Hot Module Replacement is also noticeably faster with Turbopack. Changes reflect in 200-400ms compared to 1-2 seconds with Webpack, making the development loop feel nearly instant. However, there are gotchas: custom Webpack configurations don't transfer to Turbopack, some loaders like SVGR had compatibility issues on one of our apps, and production builds still use Webpack so you won't see deploy-time speedups yet. Despite these limitations, the development experience improvement is significant enough that we're keeping Turbopack enabled on all our projects.
Caching Behavior Changes
Next.js 15 inverts the default caching strategy in ways that can significantly impact performance if you're not prepared. Previously, fetch requests were cached by default, route handlers were cached, and the client-side router cache lasted 30 seconds. Now, fetch requests are not cached by default unless you explicitly opt in with cache: 'force-cache', GET route handlers are not cached automatically, and the client-side router cache has been reduced from 30 seconds to 0 seconds for pages. If you relied on automatic caching, your app just got slower and your API call volume might increase 4x overnight like we saw on one production app.

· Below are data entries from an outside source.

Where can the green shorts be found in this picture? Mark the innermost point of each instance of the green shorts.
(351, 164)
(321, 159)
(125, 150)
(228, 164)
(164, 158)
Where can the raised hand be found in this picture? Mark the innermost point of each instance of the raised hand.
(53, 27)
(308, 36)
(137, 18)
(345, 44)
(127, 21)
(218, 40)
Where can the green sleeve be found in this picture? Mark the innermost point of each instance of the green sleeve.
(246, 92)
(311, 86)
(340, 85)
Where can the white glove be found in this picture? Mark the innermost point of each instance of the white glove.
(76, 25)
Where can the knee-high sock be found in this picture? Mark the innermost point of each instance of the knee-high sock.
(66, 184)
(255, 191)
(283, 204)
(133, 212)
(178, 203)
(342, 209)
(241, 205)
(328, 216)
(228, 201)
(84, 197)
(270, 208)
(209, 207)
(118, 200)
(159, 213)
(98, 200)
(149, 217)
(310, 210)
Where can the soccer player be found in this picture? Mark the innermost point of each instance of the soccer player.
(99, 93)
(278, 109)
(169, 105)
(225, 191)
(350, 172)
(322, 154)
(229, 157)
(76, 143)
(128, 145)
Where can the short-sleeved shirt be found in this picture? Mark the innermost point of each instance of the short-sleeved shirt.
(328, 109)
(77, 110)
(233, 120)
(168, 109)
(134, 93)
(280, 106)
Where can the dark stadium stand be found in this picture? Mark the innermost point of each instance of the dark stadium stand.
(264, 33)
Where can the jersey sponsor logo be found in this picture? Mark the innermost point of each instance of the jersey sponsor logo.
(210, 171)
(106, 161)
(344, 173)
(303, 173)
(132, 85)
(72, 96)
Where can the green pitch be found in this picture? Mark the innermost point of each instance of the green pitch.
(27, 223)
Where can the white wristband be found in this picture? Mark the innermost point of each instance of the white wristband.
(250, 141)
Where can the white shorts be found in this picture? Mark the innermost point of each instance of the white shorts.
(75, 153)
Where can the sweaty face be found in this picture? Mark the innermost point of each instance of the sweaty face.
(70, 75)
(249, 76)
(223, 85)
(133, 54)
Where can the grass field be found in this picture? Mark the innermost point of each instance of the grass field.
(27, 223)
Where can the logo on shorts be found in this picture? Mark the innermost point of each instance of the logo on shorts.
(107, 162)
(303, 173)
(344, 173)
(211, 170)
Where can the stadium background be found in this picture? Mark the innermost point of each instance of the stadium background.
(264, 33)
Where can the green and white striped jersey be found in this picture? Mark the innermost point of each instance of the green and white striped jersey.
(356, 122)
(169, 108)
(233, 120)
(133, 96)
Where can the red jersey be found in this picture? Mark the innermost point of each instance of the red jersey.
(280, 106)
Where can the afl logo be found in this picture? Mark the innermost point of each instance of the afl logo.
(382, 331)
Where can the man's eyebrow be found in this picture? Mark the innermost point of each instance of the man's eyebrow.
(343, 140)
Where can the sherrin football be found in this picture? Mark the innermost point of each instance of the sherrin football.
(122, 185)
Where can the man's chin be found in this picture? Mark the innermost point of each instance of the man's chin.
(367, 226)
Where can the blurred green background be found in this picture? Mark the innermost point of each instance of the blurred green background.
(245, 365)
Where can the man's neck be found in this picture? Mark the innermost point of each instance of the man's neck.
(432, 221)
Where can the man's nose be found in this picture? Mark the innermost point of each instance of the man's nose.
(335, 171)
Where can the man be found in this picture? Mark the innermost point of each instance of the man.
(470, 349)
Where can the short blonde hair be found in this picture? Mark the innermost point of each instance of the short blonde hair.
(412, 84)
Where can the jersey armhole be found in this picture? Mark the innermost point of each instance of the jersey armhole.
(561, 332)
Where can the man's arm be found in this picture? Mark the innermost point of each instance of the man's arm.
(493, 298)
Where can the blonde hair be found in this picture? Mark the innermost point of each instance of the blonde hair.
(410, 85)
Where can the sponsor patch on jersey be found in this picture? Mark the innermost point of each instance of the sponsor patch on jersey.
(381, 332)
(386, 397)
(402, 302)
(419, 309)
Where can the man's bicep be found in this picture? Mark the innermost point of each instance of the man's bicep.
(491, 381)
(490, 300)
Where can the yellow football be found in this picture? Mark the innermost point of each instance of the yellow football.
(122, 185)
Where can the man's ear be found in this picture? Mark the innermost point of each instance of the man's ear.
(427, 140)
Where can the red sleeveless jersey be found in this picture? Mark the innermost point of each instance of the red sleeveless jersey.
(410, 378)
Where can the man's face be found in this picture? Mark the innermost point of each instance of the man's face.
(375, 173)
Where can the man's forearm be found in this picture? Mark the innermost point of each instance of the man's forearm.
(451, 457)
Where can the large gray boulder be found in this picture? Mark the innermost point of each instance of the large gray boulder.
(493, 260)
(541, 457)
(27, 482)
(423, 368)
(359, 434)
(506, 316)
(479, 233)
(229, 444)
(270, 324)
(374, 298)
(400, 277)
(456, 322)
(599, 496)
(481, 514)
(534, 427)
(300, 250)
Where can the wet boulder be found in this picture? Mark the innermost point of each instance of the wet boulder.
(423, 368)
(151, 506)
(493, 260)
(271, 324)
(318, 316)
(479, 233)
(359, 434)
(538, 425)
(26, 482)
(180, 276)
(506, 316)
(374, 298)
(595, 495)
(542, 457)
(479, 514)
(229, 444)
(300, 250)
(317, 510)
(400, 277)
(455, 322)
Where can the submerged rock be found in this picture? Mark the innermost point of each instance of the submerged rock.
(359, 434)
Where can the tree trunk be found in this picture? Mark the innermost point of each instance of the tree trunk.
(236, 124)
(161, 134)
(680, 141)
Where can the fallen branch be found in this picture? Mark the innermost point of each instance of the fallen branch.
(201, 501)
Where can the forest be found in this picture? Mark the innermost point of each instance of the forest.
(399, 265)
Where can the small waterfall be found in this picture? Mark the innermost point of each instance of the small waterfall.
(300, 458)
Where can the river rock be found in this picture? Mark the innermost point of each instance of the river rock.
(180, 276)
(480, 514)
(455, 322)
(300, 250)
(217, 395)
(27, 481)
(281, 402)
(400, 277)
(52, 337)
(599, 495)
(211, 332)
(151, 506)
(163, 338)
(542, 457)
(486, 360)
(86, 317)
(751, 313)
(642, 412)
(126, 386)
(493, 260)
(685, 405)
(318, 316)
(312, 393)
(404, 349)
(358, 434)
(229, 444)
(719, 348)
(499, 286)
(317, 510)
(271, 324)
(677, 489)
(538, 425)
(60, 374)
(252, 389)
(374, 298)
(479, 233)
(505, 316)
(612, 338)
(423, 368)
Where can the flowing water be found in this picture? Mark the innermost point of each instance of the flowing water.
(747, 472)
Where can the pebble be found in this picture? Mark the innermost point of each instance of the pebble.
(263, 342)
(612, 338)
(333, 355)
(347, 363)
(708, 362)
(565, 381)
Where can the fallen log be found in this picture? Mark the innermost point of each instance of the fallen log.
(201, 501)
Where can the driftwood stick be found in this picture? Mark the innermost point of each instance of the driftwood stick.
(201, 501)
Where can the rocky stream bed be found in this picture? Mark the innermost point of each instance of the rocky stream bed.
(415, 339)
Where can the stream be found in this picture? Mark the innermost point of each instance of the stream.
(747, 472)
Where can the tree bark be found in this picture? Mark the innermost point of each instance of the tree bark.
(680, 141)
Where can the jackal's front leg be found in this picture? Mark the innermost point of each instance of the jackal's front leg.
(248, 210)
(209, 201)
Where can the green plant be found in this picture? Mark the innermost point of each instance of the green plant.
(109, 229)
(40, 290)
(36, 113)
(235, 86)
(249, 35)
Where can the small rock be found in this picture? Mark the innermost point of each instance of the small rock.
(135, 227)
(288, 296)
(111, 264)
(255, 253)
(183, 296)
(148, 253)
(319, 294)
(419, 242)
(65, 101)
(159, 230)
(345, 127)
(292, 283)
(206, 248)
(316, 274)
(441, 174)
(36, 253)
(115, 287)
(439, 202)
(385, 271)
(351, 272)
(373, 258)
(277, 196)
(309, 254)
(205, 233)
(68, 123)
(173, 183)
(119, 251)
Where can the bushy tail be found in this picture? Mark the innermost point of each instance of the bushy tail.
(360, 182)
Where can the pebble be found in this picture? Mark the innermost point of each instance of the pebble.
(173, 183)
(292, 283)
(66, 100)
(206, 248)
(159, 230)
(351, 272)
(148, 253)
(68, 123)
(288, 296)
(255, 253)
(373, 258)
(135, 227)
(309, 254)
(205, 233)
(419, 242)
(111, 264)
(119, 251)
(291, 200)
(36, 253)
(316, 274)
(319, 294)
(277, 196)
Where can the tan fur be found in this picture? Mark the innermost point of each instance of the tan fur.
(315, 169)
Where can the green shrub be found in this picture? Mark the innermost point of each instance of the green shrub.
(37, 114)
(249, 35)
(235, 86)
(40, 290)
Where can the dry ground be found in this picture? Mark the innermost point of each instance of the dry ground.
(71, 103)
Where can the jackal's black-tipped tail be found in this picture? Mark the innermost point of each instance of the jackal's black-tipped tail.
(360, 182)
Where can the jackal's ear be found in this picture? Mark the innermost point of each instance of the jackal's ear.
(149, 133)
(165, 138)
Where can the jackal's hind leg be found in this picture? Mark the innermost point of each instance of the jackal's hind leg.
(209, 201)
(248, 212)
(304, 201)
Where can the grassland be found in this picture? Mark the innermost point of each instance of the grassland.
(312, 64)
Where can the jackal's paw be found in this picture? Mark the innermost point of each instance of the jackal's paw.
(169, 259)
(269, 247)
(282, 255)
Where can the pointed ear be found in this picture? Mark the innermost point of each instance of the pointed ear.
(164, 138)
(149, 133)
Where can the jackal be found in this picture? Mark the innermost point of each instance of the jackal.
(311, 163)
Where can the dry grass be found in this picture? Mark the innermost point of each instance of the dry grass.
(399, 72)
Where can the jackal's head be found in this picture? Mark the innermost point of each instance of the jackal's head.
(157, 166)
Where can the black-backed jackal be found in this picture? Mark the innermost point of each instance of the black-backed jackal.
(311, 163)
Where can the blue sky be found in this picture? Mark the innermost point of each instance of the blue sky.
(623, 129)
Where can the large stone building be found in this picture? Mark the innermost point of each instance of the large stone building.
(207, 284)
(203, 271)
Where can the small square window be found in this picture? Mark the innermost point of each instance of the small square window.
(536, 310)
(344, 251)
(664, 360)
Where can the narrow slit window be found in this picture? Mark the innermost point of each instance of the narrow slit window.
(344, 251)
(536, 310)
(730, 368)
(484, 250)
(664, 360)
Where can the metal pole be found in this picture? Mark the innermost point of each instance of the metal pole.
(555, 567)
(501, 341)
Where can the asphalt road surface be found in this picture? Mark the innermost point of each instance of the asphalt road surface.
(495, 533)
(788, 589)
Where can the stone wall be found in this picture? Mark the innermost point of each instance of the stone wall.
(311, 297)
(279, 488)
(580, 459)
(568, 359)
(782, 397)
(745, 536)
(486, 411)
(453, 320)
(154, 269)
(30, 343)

The fix requires auditing every fetch call and adding explicit caching where needed. Use cache: 'force-cache' for data that rarely changes, next: { revalidate: 60 } for data that should refresh every minute, or cache: 'no-store' for data that must always be fresh. We spent 3 days across our 12 apps reviewing and adding appropriate caching strategies, but the explicit approach actually resulted in better performance long-term because we were forced to think about each endpoint's caching requirements rather than relying on potentially inappropriate defaults.
Should You Upgrade?
If you're starting a new project, absolutely use Next.js 15—the improved developer experience with Turbopack alone justifies it. For existing production apps, the decision depends on your team's bandwidth for migration work. Plan for one hour per 10 pages to migrate the async params changes, plus additional time to audit and update caching strategies. The performance benefits are real, but they require upfront investment to realize. Our recommendation: upgrade during a slower period when you have time to properly test, not right before a major feature launch.